Он встал перед нею, заложив руки за спину, чуть расставив ноги, и слегка покачивался взад-вперед, лицом к ней, словно приподнимаясь на носки. Создавалось впечатление, что отец тщательно обдумывает ответ.

— Нет... Я не подумал. Не мог. И не хотел.

Это был спектакль, столь респектабельный, что Кейт снова почувствовала, вспомнив об их давнем отчаянии — отчаянии дома, на Лексем-Гарденс, как мало внешность отца, когда бы то ни было, что бы ни случилось, говорила о нем. Его умение внушать доверие, его внешняя благопристойность были самым тяжким крестом ее матери: именно эта его сторона неминуемо предъявлялась обществу, и значительно реже та, что была отвра­тительна, — слава богу! — они действительно не знали, что он сделал. Он совершенно явно был по-своему, в силу того особого­ типа, к которому принадлежал, ужасным мужем, не только потому, что с ним невозможно было жить: этот тип мужчины мог клеветой опозорить женщину, которая нашла его неприятным. Не стоял ли постоянно такой вопрос и перед самой Кейт? — ведь могло оказаться, что, в некотором смысле, будет отнюдь не легкой задачей оставить без компаньонки родителя с такой внешностью и с такими манерами. Тем не менее, хотя было много такого, о чем Кейт не знала, чего ей никогда и не снилось, у обоих — и у дочери, и у отца — в тот момент мелькнула мысль, что он-то прекрасно освоился в качестве главного персонажа по­добных затруднительных положений. Если он осознавал счастливую внешность своей младшей дочери как ощутимую матери­альную ценность, он с самого начала еще более точно оценивал каждое из своих преимуществ, каждую из своих особенностей. Поразительно было не то, что, вопреки всему, эти преимущества ему всегда помогали, поразительно, что они не помогали ему гораздо больше. Как бы то ни было, они, повторяясь, словно навязчивая мелодия, помогали ему всю жизнь: терпеливость Кейт, вернувшаяся к ней во время разговора с отцом, показывает, как помогли ему его особенности в этот момент. В следую­щую секунду она ясно представила себе, какую линию он собирается вести.
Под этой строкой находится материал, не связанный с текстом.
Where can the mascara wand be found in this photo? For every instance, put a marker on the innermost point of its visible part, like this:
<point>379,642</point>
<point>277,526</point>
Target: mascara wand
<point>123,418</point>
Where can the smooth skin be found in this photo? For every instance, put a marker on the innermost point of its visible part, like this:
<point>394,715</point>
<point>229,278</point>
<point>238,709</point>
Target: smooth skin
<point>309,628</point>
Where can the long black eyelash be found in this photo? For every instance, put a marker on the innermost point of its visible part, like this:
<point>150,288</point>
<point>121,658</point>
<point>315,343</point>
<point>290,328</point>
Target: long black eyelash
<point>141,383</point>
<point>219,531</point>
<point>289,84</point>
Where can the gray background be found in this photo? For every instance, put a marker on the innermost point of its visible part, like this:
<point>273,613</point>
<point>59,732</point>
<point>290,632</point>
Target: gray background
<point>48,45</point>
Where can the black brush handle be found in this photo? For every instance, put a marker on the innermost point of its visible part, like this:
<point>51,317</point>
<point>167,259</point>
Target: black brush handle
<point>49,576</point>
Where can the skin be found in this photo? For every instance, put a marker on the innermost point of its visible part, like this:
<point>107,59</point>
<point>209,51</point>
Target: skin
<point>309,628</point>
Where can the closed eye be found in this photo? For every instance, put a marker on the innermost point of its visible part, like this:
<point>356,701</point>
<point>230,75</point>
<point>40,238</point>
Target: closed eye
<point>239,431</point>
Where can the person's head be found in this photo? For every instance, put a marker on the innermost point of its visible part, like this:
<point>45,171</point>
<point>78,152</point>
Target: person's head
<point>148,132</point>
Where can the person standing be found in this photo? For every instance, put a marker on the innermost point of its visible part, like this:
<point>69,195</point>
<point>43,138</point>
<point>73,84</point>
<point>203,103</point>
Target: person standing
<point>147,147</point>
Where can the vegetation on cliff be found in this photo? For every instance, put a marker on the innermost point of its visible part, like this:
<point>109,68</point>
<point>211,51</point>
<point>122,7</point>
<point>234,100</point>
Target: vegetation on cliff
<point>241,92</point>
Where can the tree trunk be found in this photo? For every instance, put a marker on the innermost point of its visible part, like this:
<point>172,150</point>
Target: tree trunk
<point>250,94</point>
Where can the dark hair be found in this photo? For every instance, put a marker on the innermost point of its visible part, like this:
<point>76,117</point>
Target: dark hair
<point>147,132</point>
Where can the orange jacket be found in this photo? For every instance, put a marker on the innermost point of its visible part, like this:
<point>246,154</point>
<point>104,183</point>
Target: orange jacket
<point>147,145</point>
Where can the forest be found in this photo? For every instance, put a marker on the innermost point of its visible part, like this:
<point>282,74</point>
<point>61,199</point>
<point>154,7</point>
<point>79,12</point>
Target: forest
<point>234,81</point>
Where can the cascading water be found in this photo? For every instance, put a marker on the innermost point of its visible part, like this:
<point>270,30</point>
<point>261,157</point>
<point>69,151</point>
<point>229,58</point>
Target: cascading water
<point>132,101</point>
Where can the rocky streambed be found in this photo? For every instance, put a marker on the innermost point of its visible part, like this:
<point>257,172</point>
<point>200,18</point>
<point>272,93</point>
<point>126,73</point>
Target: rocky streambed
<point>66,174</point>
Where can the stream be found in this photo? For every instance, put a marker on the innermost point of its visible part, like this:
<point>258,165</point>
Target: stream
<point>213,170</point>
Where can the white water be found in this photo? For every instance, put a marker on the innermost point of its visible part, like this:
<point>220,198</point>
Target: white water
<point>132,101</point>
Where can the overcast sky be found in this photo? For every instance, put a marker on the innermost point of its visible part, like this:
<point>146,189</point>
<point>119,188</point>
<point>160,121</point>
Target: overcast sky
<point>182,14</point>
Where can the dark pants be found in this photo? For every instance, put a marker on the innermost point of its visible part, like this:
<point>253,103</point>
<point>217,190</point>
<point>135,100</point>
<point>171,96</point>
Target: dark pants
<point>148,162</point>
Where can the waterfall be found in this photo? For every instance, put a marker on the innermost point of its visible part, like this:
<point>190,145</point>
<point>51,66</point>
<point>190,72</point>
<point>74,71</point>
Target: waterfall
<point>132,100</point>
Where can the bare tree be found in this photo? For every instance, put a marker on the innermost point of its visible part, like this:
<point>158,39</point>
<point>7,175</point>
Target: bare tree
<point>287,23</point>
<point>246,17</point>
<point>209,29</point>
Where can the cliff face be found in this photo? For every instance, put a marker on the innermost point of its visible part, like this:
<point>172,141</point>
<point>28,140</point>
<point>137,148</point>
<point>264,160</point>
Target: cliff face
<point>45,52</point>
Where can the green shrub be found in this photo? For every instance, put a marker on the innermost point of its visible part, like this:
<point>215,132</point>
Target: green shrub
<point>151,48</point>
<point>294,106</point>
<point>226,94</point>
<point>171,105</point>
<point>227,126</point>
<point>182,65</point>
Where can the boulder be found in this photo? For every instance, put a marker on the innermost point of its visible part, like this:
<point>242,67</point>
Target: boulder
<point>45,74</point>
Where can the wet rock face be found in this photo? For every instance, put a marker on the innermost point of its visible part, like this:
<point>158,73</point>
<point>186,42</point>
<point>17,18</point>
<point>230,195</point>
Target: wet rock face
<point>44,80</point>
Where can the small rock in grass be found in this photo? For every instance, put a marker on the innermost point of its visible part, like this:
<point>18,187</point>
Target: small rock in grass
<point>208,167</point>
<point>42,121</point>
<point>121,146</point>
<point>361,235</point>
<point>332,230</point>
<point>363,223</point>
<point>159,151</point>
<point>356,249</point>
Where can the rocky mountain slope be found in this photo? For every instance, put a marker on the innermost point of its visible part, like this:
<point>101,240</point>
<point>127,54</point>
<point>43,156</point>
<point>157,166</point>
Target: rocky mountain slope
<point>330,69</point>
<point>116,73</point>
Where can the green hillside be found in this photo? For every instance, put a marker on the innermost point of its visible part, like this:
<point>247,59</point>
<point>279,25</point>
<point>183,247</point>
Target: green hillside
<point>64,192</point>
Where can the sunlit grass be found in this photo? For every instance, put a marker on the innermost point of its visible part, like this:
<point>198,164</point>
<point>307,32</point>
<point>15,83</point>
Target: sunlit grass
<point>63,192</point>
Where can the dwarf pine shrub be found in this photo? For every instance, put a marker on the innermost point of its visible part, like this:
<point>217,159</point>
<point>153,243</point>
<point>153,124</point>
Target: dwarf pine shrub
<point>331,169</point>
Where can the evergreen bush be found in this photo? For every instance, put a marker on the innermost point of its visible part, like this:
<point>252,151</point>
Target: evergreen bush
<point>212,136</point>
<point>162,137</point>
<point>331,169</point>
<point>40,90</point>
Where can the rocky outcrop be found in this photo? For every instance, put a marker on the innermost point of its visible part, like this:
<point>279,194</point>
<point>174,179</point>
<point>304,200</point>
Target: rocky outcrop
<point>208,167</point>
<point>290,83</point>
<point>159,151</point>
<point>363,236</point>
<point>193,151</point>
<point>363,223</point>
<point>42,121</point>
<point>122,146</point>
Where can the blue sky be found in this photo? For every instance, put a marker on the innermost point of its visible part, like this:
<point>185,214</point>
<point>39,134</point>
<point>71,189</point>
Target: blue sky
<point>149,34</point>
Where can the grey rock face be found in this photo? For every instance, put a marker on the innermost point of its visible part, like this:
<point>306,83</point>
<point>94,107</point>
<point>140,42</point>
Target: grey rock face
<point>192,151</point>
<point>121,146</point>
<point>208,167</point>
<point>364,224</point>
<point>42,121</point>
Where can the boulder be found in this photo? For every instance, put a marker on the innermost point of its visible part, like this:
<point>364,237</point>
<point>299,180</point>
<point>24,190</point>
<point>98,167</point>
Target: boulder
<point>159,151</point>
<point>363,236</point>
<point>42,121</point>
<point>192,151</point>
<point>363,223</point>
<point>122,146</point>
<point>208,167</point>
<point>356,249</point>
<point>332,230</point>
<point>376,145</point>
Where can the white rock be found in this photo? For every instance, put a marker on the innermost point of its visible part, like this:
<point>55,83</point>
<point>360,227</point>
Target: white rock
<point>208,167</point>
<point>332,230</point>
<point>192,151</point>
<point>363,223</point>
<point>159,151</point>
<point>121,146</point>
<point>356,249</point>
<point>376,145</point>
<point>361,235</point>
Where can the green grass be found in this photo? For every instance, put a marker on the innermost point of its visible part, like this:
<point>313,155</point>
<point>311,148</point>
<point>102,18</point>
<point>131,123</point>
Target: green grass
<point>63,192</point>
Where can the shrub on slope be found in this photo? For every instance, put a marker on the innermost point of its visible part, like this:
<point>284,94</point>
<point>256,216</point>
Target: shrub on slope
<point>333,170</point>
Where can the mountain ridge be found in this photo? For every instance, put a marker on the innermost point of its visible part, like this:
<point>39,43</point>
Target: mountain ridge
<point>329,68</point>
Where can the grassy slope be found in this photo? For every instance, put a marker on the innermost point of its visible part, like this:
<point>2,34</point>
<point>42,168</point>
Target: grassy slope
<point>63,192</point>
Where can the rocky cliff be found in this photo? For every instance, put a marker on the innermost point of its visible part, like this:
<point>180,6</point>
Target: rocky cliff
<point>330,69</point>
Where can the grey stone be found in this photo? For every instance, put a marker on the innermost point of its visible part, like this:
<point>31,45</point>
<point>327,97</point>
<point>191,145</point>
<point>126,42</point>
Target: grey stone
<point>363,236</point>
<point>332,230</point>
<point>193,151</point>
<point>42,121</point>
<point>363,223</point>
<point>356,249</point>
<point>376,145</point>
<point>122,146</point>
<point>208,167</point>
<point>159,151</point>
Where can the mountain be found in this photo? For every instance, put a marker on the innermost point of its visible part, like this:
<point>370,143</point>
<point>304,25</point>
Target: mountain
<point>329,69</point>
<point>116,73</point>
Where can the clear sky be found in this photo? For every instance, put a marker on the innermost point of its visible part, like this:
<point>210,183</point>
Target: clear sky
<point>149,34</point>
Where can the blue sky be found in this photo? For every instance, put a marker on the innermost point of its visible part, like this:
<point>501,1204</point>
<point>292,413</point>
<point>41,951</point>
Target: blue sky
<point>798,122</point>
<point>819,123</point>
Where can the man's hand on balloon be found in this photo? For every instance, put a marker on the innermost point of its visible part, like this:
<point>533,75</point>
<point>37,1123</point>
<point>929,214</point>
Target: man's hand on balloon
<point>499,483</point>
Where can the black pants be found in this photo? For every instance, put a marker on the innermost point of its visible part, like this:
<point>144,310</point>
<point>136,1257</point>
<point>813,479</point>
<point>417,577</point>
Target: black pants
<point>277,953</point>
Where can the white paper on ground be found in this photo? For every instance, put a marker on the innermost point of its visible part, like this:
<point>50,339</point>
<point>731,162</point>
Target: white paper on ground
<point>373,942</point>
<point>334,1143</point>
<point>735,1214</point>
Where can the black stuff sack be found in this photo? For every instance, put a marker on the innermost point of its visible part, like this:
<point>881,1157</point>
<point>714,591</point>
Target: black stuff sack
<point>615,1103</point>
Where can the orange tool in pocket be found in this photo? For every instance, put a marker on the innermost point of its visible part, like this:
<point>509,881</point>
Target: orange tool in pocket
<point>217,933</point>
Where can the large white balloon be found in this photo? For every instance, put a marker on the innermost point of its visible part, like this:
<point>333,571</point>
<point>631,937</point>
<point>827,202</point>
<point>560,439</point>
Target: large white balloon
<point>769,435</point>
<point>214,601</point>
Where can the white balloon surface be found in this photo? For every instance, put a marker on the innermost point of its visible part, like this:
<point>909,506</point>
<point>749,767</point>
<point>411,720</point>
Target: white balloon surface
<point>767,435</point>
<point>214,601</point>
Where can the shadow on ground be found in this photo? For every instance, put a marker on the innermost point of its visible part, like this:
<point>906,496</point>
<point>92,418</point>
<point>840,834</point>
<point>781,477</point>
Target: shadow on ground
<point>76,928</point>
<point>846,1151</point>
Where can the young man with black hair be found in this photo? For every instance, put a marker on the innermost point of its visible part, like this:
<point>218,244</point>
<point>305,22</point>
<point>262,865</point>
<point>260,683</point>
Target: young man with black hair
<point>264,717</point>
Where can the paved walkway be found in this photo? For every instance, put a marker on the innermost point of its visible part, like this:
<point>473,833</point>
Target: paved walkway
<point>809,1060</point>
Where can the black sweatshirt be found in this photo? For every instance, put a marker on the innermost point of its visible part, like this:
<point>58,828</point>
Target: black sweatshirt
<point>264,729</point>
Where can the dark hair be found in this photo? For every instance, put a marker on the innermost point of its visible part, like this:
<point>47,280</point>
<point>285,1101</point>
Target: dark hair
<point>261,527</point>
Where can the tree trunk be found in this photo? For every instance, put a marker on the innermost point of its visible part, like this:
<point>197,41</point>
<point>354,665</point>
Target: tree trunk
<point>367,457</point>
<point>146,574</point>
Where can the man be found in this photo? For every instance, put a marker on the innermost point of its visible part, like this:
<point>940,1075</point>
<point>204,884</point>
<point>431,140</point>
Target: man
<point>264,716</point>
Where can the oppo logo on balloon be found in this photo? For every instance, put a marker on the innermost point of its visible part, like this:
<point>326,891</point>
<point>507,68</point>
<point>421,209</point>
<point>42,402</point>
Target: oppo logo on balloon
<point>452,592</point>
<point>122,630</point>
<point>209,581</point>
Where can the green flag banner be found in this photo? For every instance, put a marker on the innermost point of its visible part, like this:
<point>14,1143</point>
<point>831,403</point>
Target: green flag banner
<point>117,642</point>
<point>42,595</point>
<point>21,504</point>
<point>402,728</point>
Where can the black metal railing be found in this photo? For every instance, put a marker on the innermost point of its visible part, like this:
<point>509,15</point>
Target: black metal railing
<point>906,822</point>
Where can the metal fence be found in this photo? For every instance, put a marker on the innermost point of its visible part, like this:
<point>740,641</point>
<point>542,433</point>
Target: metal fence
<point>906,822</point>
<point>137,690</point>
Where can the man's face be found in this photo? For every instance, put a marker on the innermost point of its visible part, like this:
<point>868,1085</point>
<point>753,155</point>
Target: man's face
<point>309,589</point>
— Ты что же, просишь, чтобы я поверил, что ты и правда готовилась принять это решение?

Кейт нужно было подумать о том, какую линию вести ей самой.

— Кажется, мне все равно, папа, чему ты поверишь, а чему — нет. Кстати говоря, я редко думаю о тебе как о человеке, способ­ном чему-либо поверить, вряд ли чаще, — позволила она себе добавить, — чем думаю о том, можно ли верить тебе. Видишь ли, отец, я ведь тебя не знаю.

— И ты полагаешь, что сможешь это исправить?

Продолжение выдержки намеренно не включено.